Brown is familiar with the correctional crisis, which has existed throughout his career as a public official in the state. The number of prisoners per capita increased throughout his previous gubernatorial positions, and his current position as Attorney General has required paying close attention to CDCR, particularly in the context of the Plata/Coleman ruling. Immediately after the original order in August 4, Brown declared his intent to appeal it, and he was closely involved in devising the state’s plan for submission to the panel, a job which exposed him to petitions from rights organizations to comply with the order.

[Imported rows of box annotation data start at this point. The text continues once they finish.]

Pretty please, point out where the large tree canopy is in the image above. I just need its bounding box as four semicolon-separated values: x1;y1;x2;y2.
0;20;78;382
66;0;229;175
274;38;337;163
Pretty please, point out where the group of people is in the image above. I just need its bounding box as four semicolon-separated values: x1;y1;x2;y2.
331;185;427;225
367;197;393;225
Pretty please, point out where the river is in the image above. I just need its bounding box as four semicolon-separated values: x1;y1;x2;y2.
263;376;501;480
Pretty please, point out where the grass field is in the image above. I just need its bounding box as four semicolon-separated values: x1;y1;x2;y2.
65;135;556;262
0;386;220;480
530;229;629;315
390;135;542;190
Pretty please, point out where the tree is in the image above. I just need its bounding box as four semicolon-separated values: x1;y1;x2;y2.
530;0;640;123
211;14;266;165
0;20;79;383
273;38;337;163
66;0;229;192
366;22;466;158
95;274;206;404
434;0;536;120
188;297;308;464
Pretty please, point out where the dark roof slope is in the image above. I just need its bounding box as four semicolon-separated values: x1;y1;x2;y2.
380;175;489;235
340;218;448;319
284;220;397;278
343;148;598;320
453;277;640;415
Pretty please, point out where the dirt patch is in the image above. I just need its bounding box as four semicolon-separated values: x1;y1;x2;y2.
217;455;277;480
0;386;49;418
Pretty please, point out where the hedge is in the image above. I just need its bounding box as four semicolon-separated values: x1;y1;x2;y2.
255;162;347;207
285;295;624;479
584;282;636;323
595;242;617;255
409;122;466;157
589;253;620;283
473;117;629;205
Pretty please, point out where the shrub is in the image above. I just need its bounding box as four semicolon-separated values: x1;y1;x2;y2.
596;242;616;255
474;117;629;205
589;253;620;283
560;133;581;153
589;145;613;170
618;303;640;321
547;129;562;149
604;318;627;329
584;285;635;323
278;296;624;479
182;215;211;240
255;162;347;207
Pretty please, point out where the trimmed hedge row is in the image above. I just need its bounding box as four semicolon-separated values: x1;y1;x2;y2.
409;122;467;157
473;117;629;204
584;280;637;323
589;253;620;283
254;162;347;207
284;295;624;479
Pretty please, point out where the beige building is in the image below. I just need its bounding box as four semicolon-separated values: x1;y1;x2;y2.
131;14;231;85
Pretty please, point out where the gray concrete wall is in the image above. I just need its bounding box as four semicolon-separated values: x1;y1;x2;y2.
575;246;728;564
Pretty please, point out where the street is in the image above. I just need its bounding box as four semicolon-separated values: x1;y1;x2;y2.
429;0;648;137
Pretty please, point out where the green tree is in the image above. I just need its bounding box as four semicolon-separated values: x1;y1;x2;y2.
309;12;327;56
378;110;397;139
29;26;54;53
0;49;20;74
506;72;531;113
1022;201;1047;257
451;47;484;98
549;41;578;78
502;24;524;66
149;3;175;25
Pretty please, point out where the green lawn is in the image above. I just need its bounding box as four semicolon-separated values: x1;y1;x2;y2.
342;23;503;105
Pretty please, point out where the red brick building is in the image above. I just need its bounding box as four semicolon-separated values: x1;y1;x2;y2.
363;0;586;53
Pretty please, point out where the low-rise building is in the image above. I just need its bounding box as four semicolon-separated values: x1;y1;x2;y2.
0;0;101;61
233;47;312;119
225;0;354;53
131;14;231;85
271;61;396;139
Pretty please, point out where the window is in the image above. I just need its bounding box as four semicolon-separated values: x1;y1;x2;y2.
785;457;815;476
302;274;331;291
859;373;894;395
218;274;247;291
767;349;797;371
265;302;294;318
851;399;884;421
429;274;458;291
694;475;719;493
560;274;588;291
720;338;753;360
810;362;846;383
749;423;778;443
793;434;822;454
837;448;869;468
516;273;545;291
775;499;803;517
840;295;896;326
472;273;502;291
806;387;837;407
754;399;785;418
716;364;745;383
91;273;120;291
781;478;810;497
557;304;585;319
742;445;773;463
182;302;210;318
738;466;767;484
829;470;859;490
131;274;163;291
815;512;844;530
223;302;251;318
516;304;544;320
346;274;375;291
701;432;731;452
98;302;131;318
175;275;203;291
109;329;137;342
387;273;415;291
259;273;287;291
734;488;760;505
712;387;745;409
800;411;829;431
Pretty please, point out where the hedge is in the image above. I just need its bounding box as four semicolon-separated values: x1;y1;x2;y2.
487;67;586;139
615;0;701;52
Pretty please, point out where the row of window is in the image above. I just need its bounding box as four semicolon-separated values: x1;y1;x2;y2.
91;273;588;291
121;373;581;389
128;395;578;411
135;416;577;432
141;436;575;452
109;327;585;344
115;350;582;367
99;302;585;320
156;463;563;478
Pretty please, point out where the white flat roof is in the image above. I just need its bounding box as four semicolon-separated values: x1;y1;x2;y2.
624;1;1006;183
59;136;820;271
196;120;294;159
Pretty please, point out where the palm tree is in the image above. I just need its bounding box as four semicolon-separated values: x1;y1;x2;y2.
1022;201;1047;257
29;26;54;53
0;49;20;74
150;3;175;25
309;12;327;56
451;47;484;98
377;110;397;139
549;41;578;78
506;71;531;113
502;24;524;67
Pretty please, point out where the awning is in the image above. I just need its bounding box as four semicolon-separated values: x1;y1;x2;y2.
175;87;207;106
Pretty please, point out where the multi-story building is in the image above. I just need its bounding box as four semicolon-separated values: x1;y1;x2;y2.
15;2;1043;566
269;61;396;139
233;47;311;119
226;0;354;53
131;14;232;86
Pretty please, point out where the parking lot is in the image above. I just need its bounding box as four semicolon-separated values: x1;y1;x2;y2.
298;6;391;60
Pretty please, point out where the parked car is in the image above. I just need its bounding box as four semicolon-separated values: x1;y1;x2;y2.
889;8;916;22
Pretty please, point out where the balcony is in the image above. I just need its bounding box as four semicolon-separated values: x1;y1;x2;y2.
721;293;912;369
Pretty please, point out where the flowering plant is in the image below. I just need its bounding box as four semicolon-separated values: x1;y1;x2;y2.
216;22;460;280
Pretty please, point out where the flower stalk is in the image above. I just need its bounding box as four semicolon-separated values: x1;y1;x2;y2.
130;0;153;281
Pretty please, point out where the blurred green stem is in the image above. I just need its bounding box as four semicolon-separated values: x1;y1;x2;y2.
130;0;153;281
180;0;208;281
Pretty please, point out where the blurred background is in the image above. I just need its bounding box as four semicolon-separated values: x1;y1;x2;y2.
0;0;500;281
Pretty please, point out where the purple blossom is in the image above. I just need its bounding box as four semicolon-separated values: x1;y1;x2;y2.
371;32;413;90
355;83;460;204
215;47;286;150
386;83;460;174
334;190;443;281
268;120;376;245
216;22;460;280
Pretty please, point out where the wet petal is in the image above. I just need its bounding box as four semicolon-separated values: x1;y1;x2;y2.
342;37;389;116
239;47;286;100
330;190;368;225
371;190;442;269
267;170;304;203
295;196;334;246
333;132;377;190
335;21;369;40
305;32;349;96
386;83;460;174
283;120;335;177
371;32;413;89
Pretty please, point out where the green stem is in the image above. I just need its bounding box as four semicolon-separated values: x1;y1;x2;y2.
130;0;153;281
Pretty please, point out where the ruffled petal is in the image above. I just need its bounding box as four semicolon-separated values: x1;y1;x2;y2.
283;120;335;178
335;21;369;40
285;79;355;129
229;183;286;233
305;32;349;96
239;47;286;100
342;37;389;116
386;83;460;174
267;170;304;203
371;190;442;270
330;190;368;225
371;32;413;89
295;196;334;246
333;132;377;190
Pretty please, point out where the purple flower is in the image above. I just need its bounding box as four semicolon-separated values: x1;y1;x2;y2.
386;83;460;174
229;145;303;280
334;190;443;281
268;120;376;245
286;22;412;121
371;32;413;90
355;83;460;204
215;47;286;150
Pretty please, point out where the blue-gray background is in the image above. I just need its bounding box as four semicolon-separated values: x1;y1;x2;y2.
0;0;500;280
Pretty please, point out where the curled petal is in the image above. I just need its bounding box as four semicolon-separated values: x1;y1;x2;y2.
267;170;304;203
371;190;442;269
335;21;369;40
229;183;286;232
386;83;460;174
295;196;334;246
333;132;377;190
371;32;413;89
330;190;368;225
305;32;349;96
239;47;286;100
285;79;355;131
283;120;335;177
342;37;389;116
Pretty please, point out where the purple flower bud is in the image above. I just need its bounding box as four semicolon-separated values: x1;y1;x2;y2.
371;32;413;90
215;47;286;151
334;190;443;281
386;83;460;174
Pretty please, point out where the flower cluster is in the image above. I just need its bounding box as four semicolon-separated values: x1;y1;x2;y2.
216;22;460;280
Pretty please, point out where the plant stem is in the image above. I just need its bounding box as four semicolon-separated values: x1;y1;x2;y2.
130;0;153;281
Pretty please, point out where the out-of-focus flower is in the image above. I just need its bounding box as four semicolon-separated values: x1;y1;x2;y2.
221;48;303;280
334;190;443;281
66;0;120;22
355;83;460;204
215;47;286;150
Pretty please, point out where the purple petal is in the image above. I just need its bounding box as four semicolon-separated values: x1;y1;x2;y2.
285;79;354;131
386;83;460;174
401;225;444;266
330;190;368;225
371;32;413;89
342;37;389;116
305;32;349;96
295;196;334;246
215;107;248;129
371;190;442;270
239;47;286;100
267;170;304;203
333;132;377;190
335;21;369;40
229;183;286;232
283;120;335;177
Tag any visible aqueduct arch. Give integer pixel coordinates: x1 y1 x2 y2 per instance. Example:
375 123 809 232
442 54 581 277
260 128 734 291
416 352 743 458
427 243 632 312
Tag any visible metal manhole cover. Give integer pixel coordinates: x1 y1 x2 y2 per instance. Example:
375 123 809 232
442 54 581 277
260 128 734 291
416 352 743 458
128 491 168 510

Brown’s vast experience in the political system has solidified his array of friends and foes. In his position as Attorney General, Brown has worked to terminate Kelso’s receivership of the prison health system, calling his plans “wildly excessive” :

“The court should terminate this unaccountable prison receivership and its $8 billion construction plan, restoring a dose of fiscal reality to the provision of inmate medical care in California,” Brown said in a prepared release. “The federal receivership has turned into its own autonomous government operating outside the normal checks and balances of state and federal law.”

On the other hand, the CCPOA’s relationship with Governor Schwarzenegger, which was rife with animosity, is likely to be considerably better with Jerry Brown as governor. Like the CCPOA, he strongly opposed Proposition 5, which advocated treatment options for nonviolent drug offenders.

Californians are already familiar with Brown, and will take into account his position on a variety of matters. As one example of many, Brown considered Proposition 8 constitutionally indefensible and urged the court to void it. Nevertheless, we should be attentive to the way the prison crisis will be presented by the different gubernatorial candidates. This situation should exit the invisible realm and be confronted with practical, creative plans by whoever will be at the state’s helm.